A featured menu item will be Al Pastor, a taco made with spit-grilled pork. It combines traditional Middle Eastern spices with those indigenous to central Mexico. One piece of equipment, made and shipped from Mexico City, is a vertical spit for grilling pork marinated in chile peppers, spices and pineapple.
Despite the Mexico-inspired food, the real star will be craft beers produced throughout New York State “that (Gov. Andrew) Cuomo has done such a good job of promoting,” Kreinheder says.
“We wanted to design a new store to focus on New York craft beers as well as artisan wines and spirits.”
In the first six months they will feature craft beers from the Hudson Valley and Five Boroughs of New York City, beers rarely found in Western New York because they don’t have the distribution chain to bring them this far.
They will offer beer by the bottle, draft or six-pack. There will be a tasting bar and seating for 40. Tacos can be ordered in person or on line, easily packaged for pick-up.

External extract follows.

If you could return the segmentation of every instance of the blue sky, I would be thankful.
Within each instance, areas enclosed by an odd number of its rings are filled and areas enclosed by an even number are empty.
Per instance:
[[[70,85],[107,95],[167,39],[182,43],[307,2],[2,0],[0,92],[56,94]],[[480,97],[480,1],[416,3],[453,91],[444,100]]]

Ironically, taquerias make up one of the fastest growing restaurant segments in the U.S., Kreinheder says. When he took his daughter to college in Tucson, he saw one on every corner. People are even traveling there for the culinary experience.
Schwarma is a seasoning made up of garlic powder, black pepper, allspice, nutmeg, cinnamon, cardamom, chili powder, oregano, salt, and cloves. Mole sauce includes chiles, garlic, tortilla strips, cinnamon, cloves and dark chocolate.
Making taqueria fare is “super simple. Keeping things simple is the hardest part.”
Elliottville Brewing Company employs 180 at locations in Ellicottville, Fredonia, and Bemus Point, with another scheduled to open next year in Little Valley.